Friday, March 1, 2013
Plano West grad worked on visual effects for Oscar-nommed Beasts of the Southern Wild
She had no idea the film would win Sundance or receive four Oscar nominations.
Not many 24-year-olds can put a critically acclaimed, Oscar-nominated motion picture on their resumes. Plano West graduate Anwei Chen is an exception.
While attending classes at San Francisco's Academy of the Arts, Chen was the visual effects production manager for her school's part in Beasts of the Southern Wild, the Sundance-winning 2012 film that snagged four Oscar nominations.
Chen headed up a 33-person team responsible for 81 of the film's 120 visual effects shots, working directly with professional visual artists both at her school and in New York as part of the Academy's compositing for production class.
Chen said she had no idea how big the movie would eventually become while putting in the long hours to complete its sophisticated effects shots.
"My main focus was just to finish the film, because it was pretty big for somebody who had never worked on a feature film by [themselves]," she said. "... I was completely shocked when they won Sundance, and I think I was even more shocked when they were nominated for the Oscars."
The final scene was the most difficult part of the process, she said, involving placing the main character, played by 9-year-old Quvenzhane Wallis, onto a computer-generated background and placing two pigs -- blown up to gigantic sizes -- in front of the actress.
Once Chen saw the final result, however, she knew it was well worth the effort.
"You have to understand the movie to understand why, because that moment, when she's looking straight at the pigs, everyone cries," she said. "I even cried when I saw that part."
Chen, born in New York, moved to Plano from Guatemala with her family in 1999. She attended Robinson Middle School and Jasper High School before going to West, where she was involved in orchestra, Peer Assistance and Leadership, and the student newspaper.
While her interest in film started in junior high, she didn't make her first move toward a film career until attending the University of Texas San Antonio, where she majored in communications and interned at the Austin Film Festival one summer.
Ultimately, Chen wound up at the Academy in San Francisco, where she initially pursued work in animation; her interest in visual effects production almost came about by accident while working on a project for the school's fall animation festival.
"I spoke to a couple of people in production, and they said that if I really wanted to pursue production I should really go into the compositing for production class that they offer at the school," she said. "... I decided to give it a try, and in the process I found that I like visual effects more."
Having graduated last summer, Chen is still living in San Francisco and working on various projects.

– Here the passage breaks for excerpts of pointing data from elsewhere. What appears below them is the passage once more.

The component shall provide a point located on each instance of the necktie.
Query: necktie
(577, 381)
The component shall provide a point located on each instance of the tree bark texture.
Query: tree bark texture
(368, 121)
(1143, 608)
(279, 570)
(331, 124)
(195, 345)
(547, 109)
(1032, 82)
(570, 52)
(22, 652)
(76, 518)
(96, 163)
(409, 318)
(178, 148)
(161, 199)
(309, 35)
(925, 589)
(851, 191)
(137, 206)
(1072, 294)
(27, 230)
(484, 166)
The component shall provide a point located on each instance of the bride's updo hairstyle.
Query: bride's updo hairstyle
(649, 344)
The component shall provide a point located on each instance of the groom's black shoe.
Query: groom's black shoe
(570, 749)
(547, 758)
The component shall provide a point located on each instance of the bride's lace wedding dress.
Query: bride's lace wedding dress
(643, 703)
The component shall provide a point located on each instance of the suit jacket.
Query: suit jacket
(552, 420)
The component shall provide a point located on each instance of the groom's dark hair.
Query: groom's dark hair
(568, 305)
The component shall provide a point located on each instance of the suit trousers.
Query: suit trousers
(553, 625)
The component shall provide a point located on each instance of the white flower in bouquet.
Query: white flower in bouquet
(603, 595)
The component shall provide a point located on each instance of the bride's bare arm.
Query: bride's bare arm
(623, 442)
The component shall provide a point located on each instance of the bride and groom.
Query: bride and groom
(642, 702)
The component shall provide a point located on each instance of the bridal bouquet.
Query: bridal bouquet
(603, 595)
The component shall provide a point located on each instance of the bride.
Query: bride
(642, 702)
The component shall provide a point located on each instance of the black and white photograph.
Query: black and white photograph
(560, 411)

One of her latest films, Fruitvale, won the Grand Jury Prize and Audience Award at the 2013 Sundance Film Festival.
"This industry is not easy; it's actually very hard," she said, adding that many visual effects artists and producers regularly put in 12-hour days. "It's harder to try to get your foot in the door, but once you're in, it's amazing -- all the things that you're learning, all the professionals that you're meeting."
While some in the industry have accused the film industry of using college students for "free labor," Chen said the project was an asset in getting her name out in the industry.
"That's the whole purpose of the class," she said. "It's to help [artists] have good stuff on their demo reels ... For production people, it's something good for their resumes. If you just go to an everyday class, you don't get the same experience. It's like going to college and doing an internship versus just going to class."